L’orgoglio patrio si declina e frammenta nell’appartenenza al paese, al luogo d’origine, al villaggio, alla famiglia. E ne deve rispettare regole e convenzioni. Il capo-famiglia, tribù, e su fino al capo del paese detta la legge alla quale sottostare. E decide la pena per chi non ha rispettato gli impegni presi verso la nazione, il suo popolo, il suo gruppo d’appartenenza.

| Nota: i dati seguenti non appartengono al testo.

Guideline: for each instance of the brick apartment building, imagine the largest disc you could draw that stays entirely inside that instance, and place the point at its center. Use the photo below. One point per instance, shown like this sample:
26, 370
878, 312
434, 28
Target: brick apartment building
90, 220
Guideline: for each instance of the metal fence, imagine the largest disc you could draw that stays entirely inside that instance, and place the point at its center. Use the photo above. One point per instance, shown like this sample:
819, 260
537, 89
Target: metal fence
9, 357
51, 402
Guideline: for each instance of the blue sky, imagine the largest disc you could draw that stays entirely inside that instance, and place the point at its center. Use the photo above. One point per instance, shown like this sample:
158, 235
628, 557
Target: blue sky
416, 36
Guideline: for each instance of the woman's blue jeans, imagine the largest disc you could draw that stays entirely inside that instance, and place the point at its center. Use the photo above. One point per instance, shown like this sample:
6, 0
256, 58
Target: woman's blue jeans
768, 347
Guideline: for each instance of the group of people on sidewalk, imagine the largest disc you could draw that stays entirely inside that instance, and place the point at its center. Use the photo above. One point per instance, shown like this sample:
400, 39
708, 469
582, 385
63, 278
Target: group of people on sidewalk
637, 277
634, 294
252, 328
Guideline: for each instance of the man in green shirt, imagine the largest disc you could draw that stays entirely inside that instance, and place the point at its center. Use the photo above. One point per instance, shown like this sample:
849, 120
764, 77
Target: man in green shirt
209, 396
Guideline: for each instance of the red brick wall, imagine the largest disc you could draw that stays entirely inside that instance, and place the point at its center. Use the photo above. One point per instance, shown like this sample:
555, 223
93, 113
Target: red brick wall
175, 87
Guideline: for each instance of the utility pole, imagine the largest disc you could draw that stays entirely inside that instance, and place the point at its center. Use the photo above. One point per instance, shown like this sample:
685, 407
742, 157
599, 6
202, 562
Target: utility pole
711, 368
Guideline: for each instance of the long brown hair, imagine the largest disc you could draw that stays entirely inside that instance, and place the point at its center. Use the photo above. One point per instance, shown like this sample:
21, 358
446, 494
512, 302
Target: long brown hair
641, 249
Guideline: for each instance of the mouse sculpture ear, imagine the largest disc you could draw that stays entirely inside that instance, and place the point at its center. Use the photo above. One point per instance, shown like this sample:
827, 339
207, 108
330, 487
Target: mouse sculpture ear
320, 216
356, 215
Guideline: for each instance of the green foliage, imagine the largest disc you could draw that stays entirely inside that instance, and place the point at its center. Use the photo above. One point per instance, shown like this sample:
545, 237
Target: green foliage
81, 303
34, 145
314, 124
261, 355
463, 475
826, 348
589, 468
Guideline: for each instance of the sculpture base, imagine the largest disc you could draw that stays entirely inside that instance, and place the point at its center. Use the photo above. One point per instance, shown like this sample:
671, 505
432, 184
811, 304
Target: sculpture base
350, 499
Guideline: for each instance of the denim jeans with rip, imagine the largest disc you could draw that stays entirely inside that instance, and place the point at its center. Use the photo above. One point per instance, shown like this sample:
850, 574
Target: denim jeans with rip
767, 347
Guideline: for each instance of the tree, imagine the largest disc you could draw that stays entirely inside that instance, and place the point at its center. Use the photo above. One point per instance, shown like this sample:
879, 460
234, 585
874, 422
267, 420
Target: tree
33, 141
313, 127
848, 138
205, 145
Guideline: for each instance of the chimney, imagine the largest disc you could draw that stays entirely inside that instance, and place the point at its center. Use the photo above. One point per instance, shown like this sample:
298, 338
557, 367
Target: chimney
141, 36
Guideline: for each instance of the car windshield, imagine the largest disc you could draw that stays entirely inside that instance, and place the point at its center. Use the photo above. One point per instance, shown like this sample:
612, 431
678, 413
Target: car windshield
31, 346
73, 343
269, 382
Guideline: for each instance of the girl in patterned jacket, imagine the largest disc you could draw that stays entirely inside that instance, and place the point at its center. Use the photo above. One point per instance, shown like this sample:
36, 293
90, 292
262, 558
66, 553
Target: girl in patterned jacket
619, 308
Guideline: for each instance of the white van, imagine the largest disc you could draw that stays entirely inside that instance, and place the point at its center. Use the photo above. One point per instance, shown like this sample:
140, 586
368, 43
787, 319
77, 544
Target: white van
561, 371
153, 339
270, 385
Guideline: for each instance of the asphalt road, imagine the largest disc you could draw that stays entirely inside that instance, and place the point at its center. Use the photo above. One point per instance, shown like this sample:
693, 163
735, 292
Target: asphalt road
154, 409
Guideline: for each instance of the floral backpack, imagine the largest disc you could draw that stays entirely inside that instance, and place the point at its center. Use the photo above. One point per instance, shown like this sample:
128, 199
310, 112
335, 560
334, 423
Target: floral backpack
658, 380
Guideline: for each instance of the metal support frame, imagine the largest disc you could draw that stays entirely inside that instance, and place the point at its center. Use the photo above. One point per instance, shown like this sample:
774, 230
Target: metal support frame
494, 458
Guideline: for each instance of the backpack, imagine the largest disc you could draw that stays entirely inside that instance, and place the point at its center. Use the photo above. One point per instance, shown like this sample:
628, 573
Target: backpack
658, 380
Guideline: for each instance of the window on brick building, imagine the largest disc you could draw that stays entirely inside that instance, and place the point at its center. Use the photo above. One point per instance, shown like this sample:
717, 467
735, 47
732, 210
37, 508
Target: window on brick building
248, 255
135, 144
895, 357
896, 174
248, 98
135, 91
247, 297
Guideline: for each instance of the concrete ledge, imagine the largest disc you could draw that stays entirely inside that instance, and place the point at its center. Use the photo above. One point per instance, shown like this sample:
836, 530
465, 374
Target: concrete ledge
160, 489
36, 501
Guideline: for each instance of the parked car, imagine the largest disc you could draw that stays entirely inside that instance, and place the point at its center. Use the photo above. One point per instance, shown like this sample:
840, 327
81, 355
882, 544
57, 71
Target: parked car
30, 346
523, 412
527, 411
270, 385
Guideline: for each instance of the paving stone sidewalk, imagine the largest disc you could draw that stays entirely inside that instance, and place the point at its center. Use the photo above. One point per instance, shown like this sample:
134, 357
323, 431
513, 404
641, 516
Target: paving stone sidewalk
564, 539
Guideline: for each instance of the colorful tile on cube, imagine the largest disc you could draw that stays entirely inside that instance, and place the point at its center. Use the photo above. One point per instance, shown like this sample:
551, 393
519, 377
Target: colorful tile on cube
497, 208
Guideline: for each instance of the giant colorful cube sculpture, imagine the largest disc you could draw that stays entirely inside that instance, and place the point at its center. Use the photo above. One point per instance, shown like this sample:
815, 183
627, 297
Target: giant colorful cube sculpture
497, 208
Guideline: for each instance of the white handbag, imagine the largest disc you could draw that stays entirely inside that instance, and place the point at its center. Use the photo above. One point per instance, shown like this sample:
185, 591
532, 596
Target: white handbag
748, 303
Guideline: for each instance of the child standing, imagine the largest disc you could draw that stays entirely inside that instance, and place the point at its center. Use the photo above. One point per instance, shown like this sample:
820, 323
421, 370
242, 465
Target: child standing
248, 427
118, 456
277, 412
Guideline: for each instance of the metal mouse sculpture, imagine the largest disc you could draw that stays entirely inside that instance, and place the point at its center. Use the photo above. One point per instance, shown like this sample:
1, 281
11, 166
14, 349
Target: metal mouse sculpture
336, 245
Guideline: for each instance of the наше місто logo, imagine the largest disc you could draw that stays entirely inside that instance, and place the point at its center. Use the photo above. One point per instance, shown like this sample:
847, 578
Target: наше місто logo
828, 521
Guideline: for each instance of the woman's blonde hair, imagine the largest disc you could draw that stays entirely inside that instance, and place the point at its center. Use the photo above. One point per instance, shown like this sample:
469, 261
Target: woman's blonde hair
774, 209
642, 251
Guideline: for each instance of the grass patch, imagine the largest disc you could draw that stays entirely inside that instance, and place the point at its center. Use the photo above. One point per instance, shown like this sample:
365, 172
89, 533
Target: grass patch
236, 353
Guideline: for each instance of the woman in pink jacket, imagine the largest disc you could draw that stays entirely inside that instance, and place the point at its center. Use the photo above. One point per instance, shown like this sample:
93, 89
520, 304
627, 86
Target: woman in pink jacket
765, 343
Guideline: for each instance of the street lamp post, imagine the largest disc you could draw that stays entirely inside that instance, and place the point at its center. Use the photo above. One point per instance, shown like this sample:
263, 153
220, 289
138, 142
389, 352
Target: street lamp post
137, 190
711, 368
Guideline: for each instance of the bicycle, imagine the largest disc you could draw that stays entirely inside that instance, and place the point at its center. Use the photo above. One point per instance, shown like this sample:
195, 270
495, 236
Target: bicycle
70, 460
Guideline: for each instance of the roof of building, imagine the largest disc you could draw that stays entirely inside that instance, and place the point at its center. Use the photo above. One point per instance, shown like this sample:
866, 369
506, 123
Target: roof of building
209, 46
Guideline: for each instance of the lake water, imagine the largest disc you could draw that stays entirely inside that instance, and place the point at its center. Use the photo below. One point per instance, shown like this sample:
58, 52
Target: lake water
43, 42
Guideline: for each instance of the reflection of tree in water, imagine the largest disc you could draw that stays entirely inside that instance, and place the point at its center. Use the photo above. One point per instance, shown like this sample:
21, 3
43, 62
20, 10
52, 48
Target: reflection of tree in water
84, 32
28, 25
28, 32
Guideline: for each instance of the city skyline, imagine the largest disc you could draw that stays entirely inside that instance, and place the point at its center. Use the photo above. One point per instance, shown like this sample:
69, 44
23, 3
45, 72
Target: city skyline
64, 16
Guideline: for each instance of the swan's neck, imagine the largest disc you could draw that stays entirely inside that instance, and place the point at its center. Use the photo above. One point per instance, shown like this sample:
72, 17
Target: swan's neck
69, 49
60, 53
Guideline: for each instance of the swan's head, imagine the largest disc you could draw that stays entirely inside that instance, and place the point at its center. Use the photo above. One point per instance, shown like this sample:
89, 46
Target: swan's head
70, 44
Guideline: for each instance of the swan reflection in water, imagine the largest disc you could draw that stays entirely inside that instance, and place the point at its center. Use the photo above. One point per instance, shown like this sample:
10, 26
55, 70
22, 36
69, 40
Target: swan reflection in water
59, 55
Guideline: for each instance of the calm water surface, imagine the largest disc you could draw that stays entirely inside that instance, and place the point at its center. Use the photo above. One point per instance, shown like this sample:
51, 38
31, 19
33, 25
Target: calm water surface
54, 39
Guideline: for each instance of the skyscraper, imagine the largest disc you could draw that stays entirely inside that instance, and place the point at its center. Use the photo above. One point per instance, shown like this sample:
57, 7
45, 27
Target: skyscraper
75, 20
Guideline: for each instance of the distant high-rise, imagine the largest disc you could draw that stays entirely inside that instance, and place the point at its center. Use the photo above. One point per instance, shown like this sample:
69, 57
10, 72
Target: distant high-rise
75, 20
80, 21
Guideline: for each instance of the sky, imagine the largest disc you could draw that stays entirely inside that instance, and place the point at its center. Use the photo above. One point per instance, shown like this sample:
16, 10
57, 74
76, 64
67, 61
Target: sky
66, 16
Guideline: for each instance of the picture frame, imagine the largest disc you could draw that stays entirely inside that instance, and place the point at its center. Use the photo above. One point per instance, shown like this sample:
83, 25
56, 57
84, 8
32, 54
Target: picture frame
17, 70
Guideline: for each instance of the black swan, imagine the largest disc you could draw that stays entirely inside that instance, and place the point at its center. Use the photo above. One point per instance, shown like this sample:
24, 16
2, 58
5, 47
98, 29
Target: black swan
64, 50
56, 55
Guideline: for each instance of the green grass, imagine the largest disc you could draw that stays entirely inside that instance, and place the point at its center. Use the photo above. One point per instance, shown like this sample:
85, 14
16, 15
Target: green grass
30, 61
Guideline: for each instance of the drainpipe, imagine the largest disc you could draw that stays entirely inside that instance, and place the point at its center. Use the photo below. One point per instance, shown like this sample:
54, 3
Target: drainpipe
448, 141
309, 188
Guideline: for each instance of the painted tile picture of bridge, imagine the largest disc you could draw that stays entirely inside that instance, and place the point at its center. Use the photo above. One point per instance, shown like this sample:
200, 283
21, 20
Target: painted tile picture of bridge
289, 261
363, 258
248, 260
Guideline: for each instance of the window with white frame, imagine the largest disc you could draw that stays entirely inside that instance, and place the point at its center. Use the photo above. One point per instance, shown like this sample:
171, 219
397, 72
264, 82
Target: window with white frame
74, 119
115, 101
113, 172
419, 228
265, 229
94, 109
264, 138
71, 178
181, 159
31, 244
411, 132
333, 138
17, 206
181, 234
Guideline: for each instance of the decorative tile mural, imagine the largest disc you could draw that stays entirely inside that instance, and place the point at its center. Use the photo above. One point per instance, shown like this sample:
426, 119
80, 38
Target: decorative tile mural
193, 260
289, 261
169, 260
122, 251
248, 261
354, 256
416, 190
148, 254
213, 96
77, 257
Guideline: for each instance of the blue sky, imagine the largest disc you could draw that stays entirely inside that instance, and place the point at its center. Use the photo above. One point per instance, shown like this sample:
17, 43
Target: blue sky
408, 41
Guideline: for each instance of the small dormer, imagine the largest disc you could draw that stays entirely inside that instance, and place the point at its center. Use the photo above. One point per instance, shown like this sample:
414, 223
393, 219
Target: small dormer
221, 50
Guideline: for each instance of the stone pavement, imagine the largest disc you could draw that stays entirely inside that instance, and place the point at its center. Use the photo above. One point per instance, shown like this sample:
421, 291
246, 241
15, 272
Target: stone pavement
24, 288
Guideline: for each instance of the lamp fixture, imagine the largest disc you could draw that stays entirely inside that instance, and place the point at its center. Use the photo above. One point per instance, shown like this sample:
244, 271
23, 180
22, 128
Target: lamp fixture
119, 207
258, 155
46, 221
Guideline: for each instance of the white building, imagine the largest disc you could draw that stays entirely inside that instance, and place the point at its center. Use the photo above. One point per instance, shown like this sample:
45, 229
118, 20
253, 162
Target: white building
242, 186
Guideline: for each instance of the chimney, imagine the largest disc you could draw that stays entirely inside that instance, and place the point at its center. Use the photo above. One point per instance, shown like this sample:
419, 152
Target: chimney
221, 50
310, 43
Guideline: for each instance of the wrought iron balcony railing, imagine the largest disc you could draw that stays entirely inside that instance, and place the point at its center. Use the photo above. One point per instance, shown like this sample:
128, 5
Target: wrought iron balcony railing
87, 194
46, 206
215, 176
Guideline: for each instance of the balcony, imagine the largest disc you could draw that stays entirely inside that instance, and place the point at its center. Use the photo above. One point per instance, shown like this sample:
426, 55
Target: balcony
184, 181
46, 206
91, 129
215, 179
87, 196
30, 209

Buon esempio di questo è la decisione del neo-presidente nigeriano che ha di fatto ritirato la squadra nazionale dalle competizioni per due anni dopo la magra figura della squadra ai Mondiali sudafricani. Una decisione, quella di Goodluck Jonathan, che ha il piglio del dittatore, ma anche quella del padre della patria, dell’anziano del villaggio che punisce chi ha disonorato popolo e paese che rappresenta.

Questo non piace alla federazione internazionale che non ammette “ingerenze politiche” ma forse non dispiace a chi del grande villaggio che è la Nigeria fa parte.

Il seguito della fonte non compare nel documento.